In claims involving personal injury, it is often necessary for both the claimant and ICBC to retain independent medical experts to assess the claimant’s injuries.
The purpose is to have an independent doctor provide the parties – and ultimately the Court – with an impartial expert opinion on the claimant’s injuries. The opinion usually includes a diagnosis of the claimant’s present injuries and his or her prognosis for the future. These opinions are very helpful to the parties in reaching a settlement, or to the Court in awarding damages at trial.
Pursuant to the Rules of Court in British Columbia, any doctor who provides a written expert opinion has a legal duty to be impartial and refrain from being an advocate for any party. In addition, the doctor has a legal duty to certify in their report that they are aware of the duty, have made their report in conformity with the duty, and will conform with the duty if called upon to give oral or written testimony at trial.
ICBC routinely retains expert doctors from a roster that includes several who have been criticized by the Court for various reasons, including failing to abide by the duty to not advocate for any party.
One such expert whom ICBC routinely retains to provide opinions is Dr. Martin Grypma. Dr. Grypma is an orthopedic surgeon whose practice now largely involves conducting medical assessments for ICBC.
As we have previously discussed, Dr. Grypma has been strongly rebuked by the Court over the last several years. His opinions have been deemed to be superficial, ill-considered, argumentative, and outside the scope of his expertise.

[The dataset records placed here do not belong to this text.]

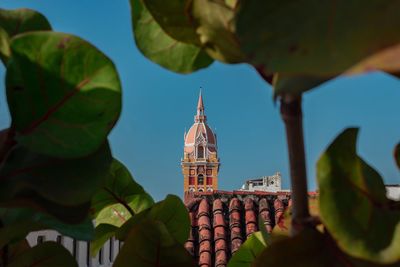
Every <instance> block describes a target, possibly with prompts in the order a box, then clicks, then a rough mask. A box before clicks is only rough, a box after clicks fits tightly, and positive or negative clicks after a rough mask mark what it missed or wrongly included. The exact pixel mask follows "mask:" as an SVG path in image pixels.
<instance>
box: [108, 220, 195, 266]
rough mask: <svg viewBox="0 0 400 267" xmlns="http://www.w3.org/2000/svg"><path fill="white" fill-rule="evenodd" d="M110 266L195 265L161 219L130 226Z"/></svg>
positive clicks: (148, 220)
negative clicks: (132, 227)
mask: <svg viewBox="0 0 400 267" xmlns="http://www.w3.org/2000/svg"><path fill="white" fill-rule="evenodd" d="M182 227H183V226H182ZM185 227H186V226H185ZM113 266H115V267H125V266H126V267H128V266H129V267H130V266H141V267H152V266H154V267H156V266H163V267H190V266H193V267H194V266H196V264H195V263H194V261H193V258H192V256H190V254H189V253H188V252H187V251H186V249H185V248H184V247H183V245H182V244H180V243H178V242H177V241H176V240H175V239H174V237H173V235H171V234H170V233H169V231H168V230H167V227H166V226H165V225H164V224H163V223H162V222H160V221H151V220H145V221H142V222H140V223H138V224H136V225H135V226H134V227H133V228H132V229H131V231H130V232H129V235H128V236H127V238H126V240H125V243H124V246H123V247H122V249H121V251H120V252H119V254H118V256H117V259H116V260H115V263H114V265H113Z"/></svg>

In spite of this, ICBC continues to routinely retain this doctor to opine on claimants injuries. The result is yet another recent decision by the Court on the troubling conduct of Dr. Grympa and ICBC.
In Kim v. Lin, 2016 BCSC 2405, the Court singled out Dr. Grypma as a witness that is neither reliable nor credible.
 … I appreciate that Dr. Grypma is an orthopedic surgeon, and as such his opinion would ordinarily be accorded considerable weight. However, after reviewing his opinions in the context of the whole of the evidence and observing him under cross-examination, I have concluded that he failed to present balanced and impartial evidence in this case.
 The first observation I would make about Dr. Grypma’s reports is that he bases his conclusions about Ms. Kim’s condition largely on the absence of complaints in the clinical records …. He also failed to mention that in her report Dr. Budzianowska-Kwiatkowski confirmed that in the accident-related examination on February 16, 2011, Ms. Kim reported that she had suffered from back pain consistently after the Accident.
 Dr. Grypma also interpreted entries in the records in a way to suggest that Ms. Kim was recovering when those records do not support any such conclusion. The most egregious example of this is Dr. Grypma’s reference to a clinical record dated October 10, 2008 in Dr. Budzianowska-Kwiatkowski’s records that “things are going really well”…
 However, it is obvious to me that the reference to things going really well in Dr. Budzianowska-Kwiatkowski’s records has nothing to do with her and in fact refers to her child…
 This reference is consistent with the tenor of Dr. Grypma’s opinions, which I found to be adversarial in tone and content. Dr. Grypma’s comment that Ms. Kim’s travelling to Korea indicated that she must have been doing really well is argumentative….
 Finally, I note that Dr. Grypma’s first report stated that symptoms of a back injury must arise within two to three days post-accident to be have been caused by the accident, and that because Ms. Kim did not report any lower back pain in that interval it was unlikely that her subsequent back pain was accident-related. However, in his second report, prepared after he learned that Ms. Kim did report such symptoms within three days, he stated that if the onset of lower back pain occurred more than 24 hours after the accident, injury or muscle pain was very unlikely.
 When asked why he changed the time frame from two to three days to 24 hours, Dr. Grypma said that he had spoken to his colleagues in neurosurgery and decided that an earlier onset of symptoms was necessary. I find this answer to be unconvincing.
This selection of reported case law shows that, in spite of ICBC’s public-relations campaign about how they treat injured claimants fairly, ICBC has hired and continues to hire doctors who have a well-established reputation for bias and other questionable conduct. In our view, choosing Dr. Grypma to opine on a claimant’s injuries is clearly an act of bad faith, the true purpose of which is to discredit and diminish a legitimate injury claim rather than pursue the truth of the matter so as to provide fair compensation.
It also underscores the important role a personal injury lawyer can play in assisting an injured claimant. At Mussio Goodman, we go to great lengths to ensure that our clients are protected from such biases, while retaining the proper experts to assess our client’s injuries in a fair and impartial manner.